= Interceptor pattern =

Example of an interceptor

In the field of software development, an interceptor pattern is a software design pattern that is used when software systems or frameworks want to offer a way to change, or augment, their usual processing cycle. For example, a (simplified) typical processing sequence for a web-server is to receive a URI from the browser, map it to a file on disk, open the file and send its contents to the browser. Any of these steps could be replaced or changed, e.g. by replacing the way URIs are mapped to filenames, or by inserting a new step which processes the files contents.

Key aspects of the pattern are that the change is transparent and used automatically. In essence, the rest of the system does not have to know something has been added or changed and can keep working as before.
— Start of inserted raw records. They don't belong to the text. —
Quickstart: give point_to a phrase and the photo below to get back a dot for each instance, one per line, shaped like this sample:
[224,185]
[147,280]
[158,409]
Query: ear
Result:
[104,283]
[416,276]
To facilitate this, a predefined interface for extension has to be implemented, some kind of dispatching mechanism is required where interceptors are registered (this may be dynamic, at runtime, or static, e.g. through configuration files) and context objects are provided, which allow access to the framework's internal state.

== Uses and context ==
Typical users of this pattern are web-servers (as mentioned above), object- and message-oriented middleware

An example of implementation of this pattern is the javax.servlet.Filter interface, which is part of Java Platform, Enterprise Edition.

Aspect-oriented programming (AOP) can also be used in some situations to provide the capability of an interceptor, although AOP doesn't use the elements typically defined for the interceptor pattern.